Louis’ vision gave him an endless reserve of motivation and spurred him on until he made a breakthrough. By age 15, Louis had worked out what we today know as Braille. He abandoned sonography’s reliance on phonetics, instead returning to normal spelling. He also simplified the number of raised dots in each cell from twelve to six. As a result, his system was far more intuitive for students and could be navigated much more quickly by them.

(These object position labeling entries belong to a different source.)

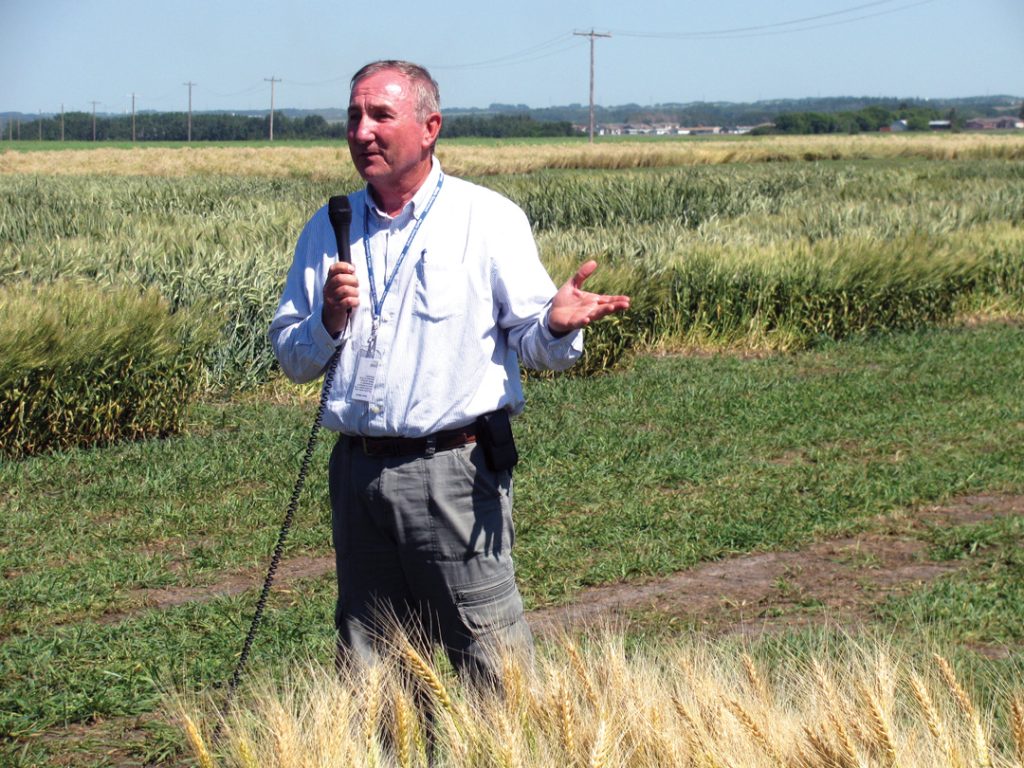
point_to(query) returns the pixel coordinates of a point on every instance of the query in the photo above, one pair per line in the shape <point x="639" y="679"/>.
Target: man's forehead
<point x="382" y="86"/>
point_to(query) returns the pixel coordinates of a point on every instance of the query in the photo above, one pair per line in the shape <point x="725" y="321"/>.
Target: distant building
<point x="993" y="124"/>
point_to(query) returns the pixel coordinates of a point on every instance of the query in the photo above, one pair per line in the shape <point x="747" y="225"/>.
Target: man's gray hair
<point x="428" y="97"/>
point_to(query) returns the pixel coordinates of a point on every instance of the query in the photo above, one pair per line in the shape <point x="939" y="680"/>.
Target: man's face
<point x="390" y="146"/>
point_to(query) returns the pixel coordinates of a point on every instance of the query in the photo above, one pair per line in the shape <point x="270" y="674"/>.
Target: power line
<point x="94" y="120"/>
<point x="766" y="30"/>
<point x="532" y="53"/>
<point x="189" y="84"/>
<point x="271" y="80"/>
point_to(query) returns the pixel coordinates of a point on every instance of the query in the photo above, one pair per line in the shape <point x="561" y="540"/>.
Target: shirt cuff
<point x="571" y="339"/>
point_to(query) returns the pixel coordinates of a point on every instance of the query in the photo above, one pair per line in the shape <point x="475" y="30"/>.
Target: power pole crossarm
<point x="592" y="35"/>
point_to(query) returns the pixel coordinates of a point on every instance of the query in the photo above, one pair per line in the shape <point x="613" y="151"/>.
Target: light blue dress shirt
<point x="470" y="300"/>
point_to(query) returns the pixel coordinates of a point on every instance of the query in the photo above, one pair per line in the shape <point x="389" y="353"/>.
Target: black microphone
<point x="339" y="210"/>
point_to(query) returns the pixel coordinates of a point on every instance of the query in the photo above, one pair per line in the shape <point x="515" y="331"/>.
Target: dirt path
<point x="841" y="578"/>
<point x="838" y="581"/>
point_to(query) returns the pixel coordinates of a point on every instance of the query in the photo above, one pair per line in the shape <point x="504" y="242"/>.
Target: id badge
<point x="366" y="375"/>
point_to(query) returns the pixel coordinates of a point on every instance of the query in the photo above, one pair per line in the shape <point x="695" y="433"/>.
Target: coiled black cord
<point x="340" y="214"/>
<point x="279" y="549"/>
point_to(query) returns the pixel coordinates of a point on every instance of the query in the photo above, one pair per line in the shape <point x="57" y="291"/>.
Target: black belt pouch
<point x="494" y="433"/>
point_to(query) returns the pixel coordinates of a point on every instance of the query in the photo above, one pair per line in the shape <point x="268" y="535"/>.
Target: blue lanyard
<point x="378" y="304"/>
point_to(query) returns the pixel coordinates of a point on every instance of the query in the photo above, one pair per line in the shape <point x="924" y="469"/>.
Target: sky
<point x="69" y="53"/>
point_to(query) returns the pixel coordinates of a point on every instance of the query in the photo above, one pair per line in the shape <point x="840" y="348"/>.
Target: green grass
<point x="674" y="462"/>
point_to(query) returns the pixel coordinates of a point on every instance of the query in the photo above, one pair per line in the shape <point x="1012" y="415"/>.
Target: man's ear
<point x="431" y="129"/>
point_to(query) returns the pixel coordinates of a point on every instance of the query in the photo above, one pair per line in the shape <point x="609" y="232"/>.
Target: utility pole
<point x="189" y="84"/>
<point x="94" y="119"/>
<point x="591" y="35"/>
<point x="271" y="80"/>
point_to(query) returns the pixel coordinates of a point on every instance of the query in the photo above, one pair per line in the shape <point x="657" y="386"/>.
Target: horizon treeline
<point x="795" y="117"/>
<point x="173" y="126"/>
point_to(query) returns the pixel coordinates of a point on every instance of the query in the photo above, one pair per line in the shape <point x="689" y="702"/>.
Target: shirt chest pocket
<point x="440" y="290"/>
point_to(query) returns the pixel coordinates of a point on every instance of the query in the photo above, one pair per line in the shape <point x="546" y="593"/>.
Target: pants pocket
<point x="489" y="605"/>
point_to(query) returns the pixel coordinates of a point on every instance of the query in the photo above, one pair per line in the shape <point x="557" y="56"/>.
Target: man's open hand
<point x="573" y="308"/>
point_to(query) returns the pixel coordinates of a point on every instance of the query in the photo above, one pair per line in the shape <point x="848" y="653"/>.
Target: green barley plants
<point x="83" y="366"/>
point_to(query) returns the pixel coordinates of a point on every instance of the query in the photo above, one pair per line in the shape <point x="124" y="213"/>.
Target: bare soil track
<point x="843" y="577"/>
<point x="840" y="579"/>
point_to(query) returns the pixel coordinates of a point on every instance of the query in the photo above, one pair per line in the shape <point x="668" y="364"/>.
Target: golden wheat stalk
<point x="601" y="750"/>
<point x="403" y="729"/>
<point x="373" y="693"/>
<point x="837" y="712"/>
<point x="581" y="670"/>
<point x="826" y="755"/>
<point x="565" y="718"/>
<point x="968" y="708"/>
<point x="879" y="726"/>
<point x="691" y="732"/>
<point x="1017" y="727"/>
<point x="756" y="732"/>
<point x="425" y="673"/>
<point x="198" y="742"/>
<point x="757" y="682"/>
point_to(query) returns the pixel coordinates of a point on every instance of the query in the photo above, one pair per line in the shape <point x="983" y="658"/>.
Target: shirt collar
<point x="415" y="207"/>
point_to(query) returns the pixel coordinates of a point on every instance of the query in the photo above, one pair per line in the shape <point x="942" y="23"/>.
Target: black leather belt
<point x="394" y="446"/>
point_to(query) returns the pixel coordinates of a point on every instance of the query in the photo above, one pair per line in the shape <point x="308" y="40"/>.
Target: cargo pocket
<point x="489" y="605"/>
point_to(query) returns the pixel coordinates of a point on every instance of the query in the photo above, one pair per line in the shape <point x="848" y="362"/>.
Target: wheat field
<point x="596" y="702"/>
<point x="464" y="159"/>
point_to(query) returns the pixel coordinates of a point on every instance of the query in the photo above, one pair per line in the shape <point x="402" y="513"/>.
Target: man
<point x="443" y="296"/>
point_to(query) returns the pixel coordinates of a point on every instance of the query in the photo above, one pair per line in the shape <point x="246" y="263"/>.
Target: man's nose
<point x="361" y="129"/>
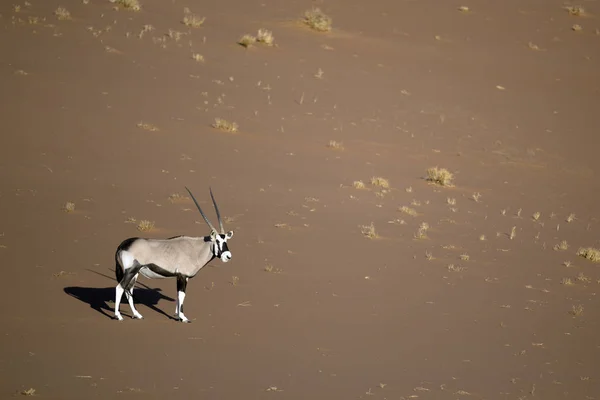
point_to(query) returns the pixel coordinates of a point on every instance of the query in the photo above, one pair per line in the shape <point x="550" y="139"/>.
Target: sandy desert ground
<point x="353" y="276"/>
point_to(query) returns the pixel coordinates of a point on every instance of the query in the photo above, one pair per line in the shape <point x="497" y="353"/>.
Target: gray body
<point x="179" y="257"/>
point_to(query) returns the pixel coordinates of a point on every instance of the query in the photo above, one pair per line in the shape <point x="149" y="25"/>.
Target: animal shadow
<point x="99" y="298"/>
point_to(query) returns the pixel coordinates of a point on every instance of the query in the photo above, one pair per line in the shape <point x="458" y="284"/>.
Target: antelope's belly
<point x="148" y="273"/>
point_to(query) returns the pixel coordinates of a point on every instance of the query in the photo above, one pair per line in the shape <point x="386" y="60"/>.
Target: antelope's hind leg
<point x="131" y="268"/>
<point x="181" y="286"/>
<point x="129" y="295"/>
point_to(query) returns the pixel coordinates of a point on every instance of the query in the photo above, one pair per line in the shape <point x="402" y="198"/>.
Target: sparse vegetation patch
<point x="358" y="185"/>
<point x="69" y="207"/>
<point x="247" y="41"/>
<point x="192" y="20"/>
<point x="369" y="231"/>
<point x="410" y="211"/>
<point x="589" y="253"/>
<point x="133" y="5"/>
<point x="62" y="13"/>
<point x="265" y="37"/>
<point x="225" y="126"/>
<point x="317" y="20"/>
<point x="145" y="225"/>
<point x="440" y="176"/>
<point x="335" y="145"/>
<point x="380" y="182"/>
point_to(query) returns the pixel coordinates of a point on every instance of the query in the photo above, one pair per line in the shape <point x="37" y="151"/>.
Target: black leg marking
<point x="181" y="286"/>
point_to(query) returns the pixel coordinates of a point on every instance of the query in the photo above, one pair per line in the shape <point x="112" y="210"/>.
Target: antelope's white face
<point x="221" y="250"/>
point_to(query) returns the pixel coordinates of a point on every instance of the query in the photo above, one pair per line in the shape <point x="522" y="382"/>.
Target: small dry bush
<point x="577" y="310"/>
<point x="440" y="176"/>
<point x="407" y="210"/>
<point x="317" y="20"/>
<point x="133" y="5"/>
<point x="422" y="231"/>
<point x="247" y="41"/>
<point x="62" y="13"/>
<point x="589" y="253"/>
<point x="69" y="207"/>
<point x="265" y="37"/>
<point x="369" y="231"/>
<point x="225" y="126"/>
<point x="145" y="225"/>
<point x="192" y="20"/>
<point x="576" y="11"/>
<point x="567" y="282"/>
<point x="335" y="145"/>
<point x="381" y="182"/>
<point x="147" y="127"/>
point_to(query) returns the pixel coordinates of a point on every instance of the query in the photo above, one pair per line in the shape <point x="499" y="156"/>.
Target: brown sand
<point x="406" y="85"/>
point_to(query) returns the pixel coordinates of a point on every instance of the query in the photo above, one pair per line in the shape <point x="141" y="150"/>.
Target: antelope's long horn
<point x="217" y="210"/>
<point x="200" y="209"/>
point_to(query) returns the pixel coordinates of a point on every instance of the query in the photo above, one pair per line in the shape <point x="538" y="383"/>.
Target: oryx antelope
<point x="179" y="257"/>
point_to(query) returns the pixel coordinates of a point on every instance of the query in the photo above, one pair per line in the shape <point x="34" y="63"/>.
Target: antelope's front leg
<point x="181" y="286"/>
<point x="129" y="274"/>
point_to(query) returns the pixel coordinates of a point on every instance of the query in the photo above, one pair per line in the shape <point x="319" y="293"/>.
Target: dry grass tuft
<point x="381" y="182"/>
<point x="335" y="145"/>
<point x="577" y="310"/>
<point x="62" y="14"/>
<point x="440" y="176"/>
<point x="147" y="127"/>
<point x="582" y="278"/>
<point x="271" y="269"/>
<point x="133" y="5"/>
<point x="225" y="126"/>
<point x="455" y="268"/>
<point x="69" y="207"/>
<point x="561" y="246"/>
<point x="369" y="231"/>
<point x="589" y="253"/>
<point x="145" y="225"/>
<point x="567" y="282"/>
<point x="247" y="41"/>
<point x="576" y="11"/>
<point x="28" y="392"/>
<point x="317" y="20"/>
<point x="265" y="37"/>
<point x="192" y="20"/>
<point x="422" y="231"/>
<point x="407" y="210"/>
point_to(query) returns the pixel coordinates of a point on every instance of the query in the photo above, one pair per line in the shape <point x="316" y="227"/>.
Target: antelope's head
<point x="218" y="240"/>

#3 Vision Provides a Sense of Purpose
Louis Braille’s creation of a superior system of reading and writing filled him with a renewed sense of purpose. From then on, he saw it as his duty to spread the news about his invention. He accepted a teaching post at the Royal Institution for Blind Youth, and shared his methods with his students. He also authored books to publicize his system of reading and writing. From the time of his invention until his death at age 46, Louis tirelessly worked to demonstrate and advertise the benefits of Braille.
Summary
Over 150 years after the death of Louis Braille, blind persons across the globe employ his method to expand their minds, broaden their intellect, and share their ideas with the world. A young boy’s vision of a better way for the blind to communicate has influenced generations of those without sight. In the words of Helen Keller, “We the blind are as indebted to Louis Braille as mankind is to Gutenberg . . . Without a dot system what a chaotic, inadequate affair our education would be!”